The whole process of change this time out is summed up by a track on Necessary Fictions’ pointedly entitled "What We Are And What We Are Meant To Be." “It's really simple, really melodic,” Nick explains. “It's not showboating, like ‘Hey, look at all the chops we’ve got, and how great we are!’ There's not even any improvisation in it. Bass-wise, it's just got a bass synth like a dance track. There’s still a part of me that’s like, ‘What are people going to think?’ Then there’s another part that just thinks, ‘Fuck it, they can think what they want! This is what we want to make right now, and it feels authentic.’”
For Chris Illingworth, meanwhile, their journey has involved reaching further into a world he’d always been attracted to; namely, synthesizers. “I used to go and see people play live, like Underworld, Prodigy, Orbital, even Nine Inch Nails, and I’d see all their gear onstage, and a part of me would be thinking, ‘Bloody hell, that looks fun!’”
The pandemic period, where many of us plunged deep into online purchasing, proved to be Chris’s watershed moment, to begin investigating that world. As a kid, he’d dipped a toe, tinkering around on MIDI keyboards connected to an Atari with Cubase software, but he’d never taken it any further, or indeed into his work with GoGo Penguin. By trial and error, he realised the thing for him was modular synths, where “it’s like you build your own little instrument, to do what you want, and it feels really personal.”
Both Illingworth and Blacka remained fiercely wary, though, of bolting on wacky sounds just for the sake of it. “We didn’t want it to feel gimmicky,” Chris explains. “There had to be a reason, and for us that was knowing that in places we wanted the character of the music to shift.”

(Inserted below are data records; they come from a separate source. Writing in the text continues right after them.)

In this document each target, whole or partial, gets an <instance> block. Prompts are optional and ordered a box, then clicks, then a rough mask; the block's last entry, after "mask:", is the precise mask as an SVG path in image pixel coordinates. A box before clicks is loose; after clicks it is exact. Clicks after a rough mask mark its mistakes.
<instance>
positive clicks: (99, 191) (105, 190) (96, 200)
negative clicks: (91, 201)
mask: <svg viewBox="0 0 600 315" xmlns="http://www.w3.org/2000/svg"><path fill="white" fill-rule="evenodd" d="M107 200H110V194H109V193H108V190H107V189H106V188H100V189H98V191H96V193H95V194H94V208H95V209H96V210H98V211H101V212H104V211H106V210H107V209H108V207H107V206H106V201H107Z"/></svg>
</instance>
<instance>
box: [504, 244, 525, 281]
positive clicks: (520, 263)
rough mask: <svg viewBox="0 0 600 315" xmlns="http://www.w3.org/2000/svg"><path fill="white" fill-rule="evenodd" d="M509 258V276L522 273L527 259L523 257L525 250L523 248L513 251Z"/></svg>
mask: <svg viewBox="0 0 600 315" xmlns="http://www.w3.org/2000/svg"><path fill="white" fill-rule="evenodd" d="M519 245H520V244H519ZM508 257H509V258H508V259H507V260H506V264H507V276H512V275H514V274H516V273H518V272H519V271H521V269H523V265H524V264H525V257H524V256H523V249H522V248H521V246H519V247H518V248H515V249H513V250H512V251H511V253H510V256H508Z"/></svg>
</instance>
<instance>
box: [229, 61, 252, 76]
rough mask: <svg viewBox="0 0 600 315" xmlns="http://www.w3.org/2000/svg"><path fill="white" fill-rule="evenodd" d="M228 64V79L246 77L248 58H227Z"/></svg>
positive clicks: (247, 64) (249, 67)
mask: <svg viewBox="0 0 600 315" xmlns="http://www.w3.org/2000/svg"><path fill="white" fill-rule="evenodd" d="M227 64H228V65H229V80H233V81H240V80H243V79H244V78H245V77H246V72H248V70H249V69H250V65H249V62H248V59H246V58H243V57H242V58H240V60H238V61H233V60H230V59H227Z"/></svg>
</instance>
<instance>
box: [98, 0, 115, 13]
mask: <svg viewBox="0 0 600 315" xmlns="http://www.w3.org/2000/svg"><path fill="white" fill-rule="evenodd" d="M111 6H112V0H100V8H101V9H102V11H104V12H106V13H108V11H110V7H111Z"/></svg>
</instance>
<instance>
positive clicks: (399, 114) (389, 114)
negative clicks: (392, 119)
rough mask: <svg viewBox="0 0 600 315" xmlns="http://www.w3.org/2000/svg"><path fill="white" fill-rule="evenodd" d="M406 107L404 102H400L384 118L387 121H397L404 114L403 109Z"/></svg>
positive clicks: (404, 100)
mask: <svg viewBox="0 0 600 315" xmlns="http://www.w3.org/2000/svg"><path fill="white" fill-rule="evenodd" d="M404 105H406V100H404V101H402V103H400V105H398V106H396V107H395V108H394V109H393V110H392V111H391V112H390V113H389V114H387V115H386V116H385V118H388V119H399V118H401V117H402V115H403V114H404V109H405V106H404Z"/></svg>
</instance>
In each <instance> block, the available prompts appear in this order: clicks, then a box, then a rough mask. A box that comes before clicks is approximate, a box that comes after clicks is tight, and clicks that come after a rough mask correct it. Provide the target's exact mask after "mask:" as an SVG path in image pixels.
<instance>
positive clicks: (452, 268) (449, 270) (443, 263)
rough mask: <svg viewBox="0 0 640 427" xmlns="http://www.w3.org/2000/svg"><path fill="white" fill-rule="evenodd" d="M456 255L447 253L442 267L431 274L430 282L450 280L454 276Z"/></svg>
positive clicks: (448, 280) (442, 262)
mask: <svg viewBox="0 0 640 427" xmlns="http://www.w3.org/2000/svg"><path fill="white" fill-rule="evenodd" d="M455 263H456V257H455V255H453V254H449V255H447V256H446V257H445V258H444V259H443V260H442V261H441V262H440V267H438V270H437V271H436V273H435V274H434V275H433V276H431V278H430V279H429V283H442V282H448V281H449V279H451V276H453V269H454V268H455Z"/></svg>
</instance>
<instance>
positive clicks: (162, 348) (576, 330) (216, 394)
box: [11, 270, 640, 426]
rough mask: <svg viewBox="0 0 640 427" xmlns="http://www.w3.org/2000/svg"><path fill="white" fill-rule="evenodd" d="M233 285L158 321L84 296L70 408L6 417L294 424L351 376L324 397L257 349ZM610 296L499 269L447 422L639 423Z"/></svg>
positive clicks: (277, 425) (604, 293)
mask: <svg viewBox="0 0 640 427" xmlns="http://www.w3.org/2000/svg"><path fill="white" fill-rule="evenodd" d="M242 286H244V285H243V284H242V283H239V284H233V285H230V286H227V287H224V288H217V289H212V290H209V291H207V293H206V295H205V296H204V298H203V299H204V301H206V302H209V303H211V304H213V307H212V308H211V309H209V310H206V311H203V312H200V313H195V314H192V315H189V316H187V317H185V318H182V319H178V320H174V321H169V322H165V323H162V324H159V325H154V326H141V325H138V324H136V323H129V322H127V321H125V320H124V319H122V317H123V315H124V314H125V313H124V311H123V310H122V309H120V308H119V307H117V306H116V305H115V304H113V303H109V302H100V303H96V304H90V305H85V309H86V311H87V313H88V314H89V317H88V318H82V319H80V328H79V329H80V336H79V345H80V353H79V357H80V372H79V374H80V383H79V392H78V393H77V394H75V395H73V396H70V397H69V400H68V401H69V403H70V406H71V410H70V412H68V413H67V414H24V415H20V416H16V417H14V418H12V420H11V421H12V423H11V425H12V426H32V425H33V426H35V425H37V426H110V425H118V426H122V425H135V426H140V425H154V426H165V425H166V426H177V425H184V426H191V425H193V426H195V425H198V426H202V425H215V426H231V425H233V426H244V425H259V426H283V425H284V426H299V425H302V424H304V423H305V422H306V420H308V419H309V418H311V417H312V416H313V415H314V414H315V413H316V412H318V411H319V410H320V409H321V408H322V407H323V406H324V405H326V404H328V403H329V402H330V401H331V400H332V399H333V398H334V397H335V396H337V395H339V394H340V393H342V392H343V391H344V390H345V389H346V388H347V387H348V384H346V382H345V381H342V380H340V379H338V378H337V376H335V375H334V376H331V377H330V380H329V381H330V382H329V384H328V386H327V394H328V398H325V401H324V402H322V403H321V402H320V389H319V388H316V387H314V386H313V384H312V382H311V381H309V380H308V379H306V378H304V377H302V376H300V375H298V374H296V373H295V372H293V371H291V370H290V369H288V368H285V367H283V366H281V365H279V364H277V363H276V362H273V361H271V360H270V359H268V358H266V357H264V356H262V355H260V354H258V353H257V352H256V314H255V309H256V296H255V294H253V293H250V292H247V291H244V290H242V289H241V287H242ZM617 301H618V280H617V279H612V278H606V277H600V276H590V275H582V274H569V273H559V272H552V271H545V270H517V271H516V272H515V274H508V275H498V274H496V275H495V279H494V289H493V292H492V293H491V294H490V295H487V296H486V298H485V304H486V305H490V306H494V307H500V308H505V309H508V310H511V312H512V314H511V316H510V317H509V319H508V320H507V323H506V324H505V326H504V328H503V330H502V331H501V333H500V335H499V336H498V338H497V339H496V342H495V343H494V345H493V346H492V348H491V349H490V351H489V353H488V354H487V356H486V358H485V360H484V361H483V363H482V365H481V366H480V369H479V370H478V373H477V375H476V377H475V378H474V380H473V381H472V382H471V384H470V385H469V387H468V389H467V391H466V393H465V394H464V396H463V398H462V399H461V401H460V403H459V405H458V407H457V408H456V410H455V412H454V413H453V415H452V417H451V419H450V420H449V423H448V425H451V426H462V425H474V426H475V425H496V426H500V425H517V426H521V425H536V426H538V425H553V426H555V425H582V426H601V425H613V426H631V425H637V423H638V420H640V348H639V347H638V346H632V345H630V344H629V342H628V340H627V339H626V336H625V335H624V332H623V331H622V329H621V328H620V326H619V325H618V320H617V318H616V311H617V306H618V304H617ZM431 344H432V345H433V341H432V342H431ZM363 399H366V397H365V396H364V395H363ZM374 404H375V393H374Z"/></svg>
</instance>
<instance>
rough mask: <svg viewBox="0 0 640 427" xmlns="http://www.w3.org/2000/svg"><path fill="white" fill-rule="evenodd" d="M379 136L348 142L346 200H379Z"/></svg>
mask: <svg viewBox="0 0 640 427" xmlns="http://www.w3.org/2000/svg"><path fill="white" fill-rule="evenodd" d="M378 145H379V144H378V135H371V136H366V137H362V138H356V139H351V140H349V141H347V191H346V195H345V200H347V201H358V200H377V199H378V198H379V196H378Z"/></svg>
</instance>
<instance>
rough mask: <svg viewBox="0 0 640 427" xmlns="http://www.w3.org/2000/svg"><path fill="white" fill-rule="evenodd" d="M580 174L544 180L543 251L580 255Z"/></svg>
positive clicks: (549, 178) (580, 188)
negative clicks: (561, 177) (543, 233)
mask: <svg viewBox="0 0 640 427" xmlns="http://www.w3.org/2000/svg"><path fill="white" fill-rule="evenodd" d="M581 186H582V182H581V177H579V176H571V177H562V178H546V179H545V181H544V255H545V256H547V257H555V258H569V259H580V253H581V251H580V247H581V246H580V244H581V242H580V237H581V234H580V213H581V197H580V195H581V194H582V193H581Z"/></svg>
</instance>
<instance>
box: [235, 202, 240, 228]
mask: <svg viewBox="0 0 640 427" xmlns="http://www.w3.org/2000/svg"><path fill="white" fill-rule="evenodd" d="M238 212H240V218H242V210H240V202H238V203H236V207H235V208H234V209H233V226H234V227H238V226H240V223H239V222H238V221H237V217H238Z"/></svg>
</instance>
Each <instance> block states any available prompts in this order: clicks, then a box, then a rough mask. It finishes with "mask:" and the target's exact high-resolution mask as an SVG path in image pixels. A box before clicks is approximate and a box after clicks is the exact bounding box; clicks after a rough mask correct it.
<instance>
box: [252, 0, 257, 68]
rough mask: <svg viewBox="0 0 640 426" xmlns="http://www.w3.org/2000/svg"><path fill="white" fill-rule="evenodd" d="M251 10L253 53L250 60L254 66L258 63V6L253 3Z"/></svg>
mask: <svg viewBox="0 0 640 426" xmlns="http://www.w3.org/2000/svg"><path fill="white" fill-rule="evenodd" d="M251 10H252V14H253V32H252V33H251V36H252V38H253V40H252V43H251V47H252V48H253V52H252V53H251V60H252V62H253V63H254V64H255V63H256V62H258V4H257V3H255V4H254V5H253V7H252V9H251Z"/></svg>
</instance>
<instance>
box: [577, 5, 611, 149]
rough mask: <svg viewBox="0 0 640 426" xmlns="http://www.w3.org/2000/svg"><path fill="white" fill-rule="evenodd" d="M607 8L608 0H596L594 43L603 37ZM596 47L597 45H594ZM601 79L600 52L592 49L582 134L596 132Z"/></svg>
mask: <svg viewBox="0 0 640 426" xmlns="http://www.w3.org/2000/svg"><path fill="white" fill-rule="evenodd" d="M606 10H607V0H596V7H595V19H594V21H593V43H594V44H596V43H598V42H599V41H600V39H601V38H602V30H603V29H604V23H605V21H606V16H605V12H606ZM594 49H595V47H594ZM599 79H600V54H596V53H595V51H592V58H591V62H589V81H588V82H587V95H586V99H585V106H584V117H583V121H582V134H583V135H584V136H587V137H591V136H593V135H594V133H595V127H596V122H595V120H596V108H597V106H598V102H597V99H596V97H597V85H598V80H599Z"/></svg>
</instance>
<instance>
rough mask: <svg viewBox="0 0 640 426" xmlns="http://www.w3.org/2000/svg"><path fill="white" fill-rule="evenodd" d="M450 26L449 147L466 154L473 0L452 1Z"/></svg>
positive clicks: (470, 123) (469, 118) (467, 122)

In the music, you start out following one of GGP’s trademark acoustic webs of piano, bass and drums, and you almost hardly notice the shift, as a synth sound like a plucked guitar weaves in, until a borderline rave riff and clattering beats take you to a bangin’ finale. Then, on the closing "Silence Speaks," the melody launches on synths, and the piano part majestically unfurls upon that electronic foundation to an integrated conclusion.
GoGo Penguin have always had a narrative, cinematic quality to their music, following a linear trajectory far removed from trite verse-chorus pop structures, and influenced by anything from Debussy’s ‘Preludes’ to Underworld’s ‘Pearl’s Girl’. Here, definitely, that storytelling-in-sound acquires wider parameters and far greater sophistication.
In their own playing, Chris and Nick have felt confident enough both to challenge themselves into breaking new ground, but also to know what is quintessentially ‘them’. Jon Scott is now fully bedded in at the drum kit, both live and within the writing process; they’re appreciative of his technical ability, as well as his aptitude in listening, finding space for himself in their sound, but also creating space for them, and then pushing them when the time is right.
So, in GoGo Penguin’s decade-plus story, they are perhaps at their happiest moment to date. In Necessary Fictions, you hear them referencing formative experiences which they feel define them as who they are: one was a walk through Pacific North-West redwoods around a tour stop in Seattle, duly encapsulated in the awestruck vibe of "Luminous Giants."
After the traumatic upheavals of the early ’00s, here finally the self-fulfilling prophesy of Everything Is Going To Be OK has been realised, and, their demons suitably exorcised, GoGo Penguin are now ambitiously digging deep within for their best selves, suitably emboldened to include other talents within their harmonious world. As such, Necessary Fictions is an exciting record, and yes, it’s okay to smile as you listen.